Introduced by Reps. Peter DeFazio (D-OR), who is now the chairman of the House Transportation and Infrastructure Committee, and Thomas Massie (R-KY), the Investing in America: Rebuilding America’s Airport Infrastructure Act (H.R. 1265) would have eliminated the federal PFC cap. Those airports wishing to charge more than $4.50 (at 75 percent AIP turn-back) would be required to return 100 percent of their AIP funds. In keeping with NTU’s stated desire for a corresponding reduction in federal airport grants, the bill would have reduced AIP program spending by $400 million annually.

This approach has been endorsed by large hub airports for the past decade. Several free-market groups, including CEI, FreedomWorks, and Citizens Against Government Waste, supported this bill as a win for federal taxpayers. This appears to be precisely the legislation NTU is seeking and we hope they join free-market groups when this bill is re-introduced.

Typically, taxes and fees can account for more than 20 percent (or more than $60) of a typical $300 round-trip ticket. A $4 PFC increase, as some proposed in the previous Congress, could result in a middle class family of four paying $100 or more in PFCs alonea significant expense for many Americans. While it is important that Americans have access to modernized airports, such access will be of little consequence if government-imposed burdens on air travel such as these make the purchase of tickets prohibitive for travelers in the first place.

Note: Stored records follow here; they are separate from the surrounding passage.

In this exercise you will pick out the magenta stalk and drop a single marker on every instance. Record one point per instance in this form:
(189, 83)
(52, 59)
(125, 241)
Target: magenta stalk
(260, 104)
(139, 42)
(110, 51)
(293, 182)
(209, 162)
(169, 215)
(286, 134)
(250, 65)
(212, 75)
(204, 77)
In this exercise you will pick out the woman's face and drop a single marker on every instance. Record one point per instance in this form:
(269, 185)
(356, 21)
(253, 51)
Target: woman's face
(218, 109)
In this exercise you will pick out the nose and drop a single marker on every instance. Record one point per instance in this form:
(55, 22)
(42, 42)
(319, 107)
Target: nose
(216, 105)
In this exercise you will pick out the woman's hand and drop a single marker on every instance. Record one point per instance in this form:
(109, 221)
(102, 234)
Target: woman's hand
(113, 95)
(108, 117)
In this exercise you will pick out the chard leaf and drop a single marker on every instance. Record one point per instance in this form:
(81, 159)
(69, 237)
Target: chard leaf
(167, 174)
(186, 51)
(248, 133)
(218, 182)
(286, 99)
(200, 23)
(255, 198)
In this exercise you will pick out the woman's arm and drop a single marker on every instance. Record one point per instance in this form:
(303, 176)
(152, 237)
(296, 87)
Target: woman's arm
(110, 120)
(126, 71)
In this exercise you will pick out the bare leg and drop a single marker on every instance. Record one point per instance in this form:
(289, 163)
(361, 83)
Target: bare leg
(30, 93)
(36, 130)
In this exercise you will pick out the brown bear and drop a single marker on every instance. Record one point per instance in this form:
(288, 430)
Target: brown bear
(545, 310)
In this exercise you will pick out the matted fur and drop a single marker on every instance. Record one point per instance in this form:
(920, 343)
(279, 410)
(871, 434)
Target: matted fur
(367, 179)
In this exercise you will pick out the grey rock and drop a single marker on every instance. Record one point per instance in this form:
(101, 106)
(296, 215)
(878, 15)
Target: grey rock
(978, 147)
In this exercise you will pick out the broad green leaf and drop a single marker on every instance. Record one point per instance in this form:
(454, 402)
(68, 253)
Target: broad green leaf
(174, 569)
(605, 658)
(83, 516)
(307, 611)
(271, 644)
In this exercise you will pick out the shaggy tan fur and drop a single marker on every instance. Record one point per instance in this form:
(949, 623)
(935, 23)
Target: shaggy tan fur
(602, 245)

Under the law, PFCs cannot be used to create some sort of airport slush fund. PFC revenues are tied to specific project funding or financing that must meet eligibility requirements. The impact of realistically higher PFCs on passenger travel demand is uncertain, but the Government Accountability Office estimates the impact to be minimal—and even lower if the airlines’ own baggage and other ancillary fees were to be considered in the total fare price faced by consumers.

Moreover, the Reagan administration first developed the PFC concept as a pro-competitive mechanism. In a nutshell, when airports are constrained in funding and financing their own improvements, they would often turn to their airline customers for help. In exchange for backing their airport projects, airlines would often demand long-term exclusive-use gate leases, thereby keeping out lower-cost competitors and increasing average airfares. Transportation economists Steven Morrison of Northeastern University and Clifford Winston of the Brookings Institution estimated that limited gate availability at large and medium hubs resulted in consumers paying $4.4 billion (2005 dollars) more for airfares, which significantly exceeds annual nationwide PFC collections of $3.3 billion in 2017.


In its closing, the NTU letter argues that “common kiosks where [passengers] can check in and purchase services from any airline [would] would not be terribly difficult to adapt […] to PFCs.” However, federal law prohibits such non-ticket collections, as 49 U.S.C. § 40117(i)(2) requires that airlines collect the charges and that any PFC charges be displayed on airline tickets.

But even if that prohibition were to be eliminated by Congress, the Government Accountability Office examined alternative PFC collection methods in 2018. They concluded that while kiosk and other alternative methods are feasible from a technology standpoint, aviation stakeholders worldwide are concerned this would negatively impact customer experience and that it would be less efficient than ticket-based charges. GAO could find no airport in the world that was moving away from a ticket-based passenger charge in favor of such alternatives.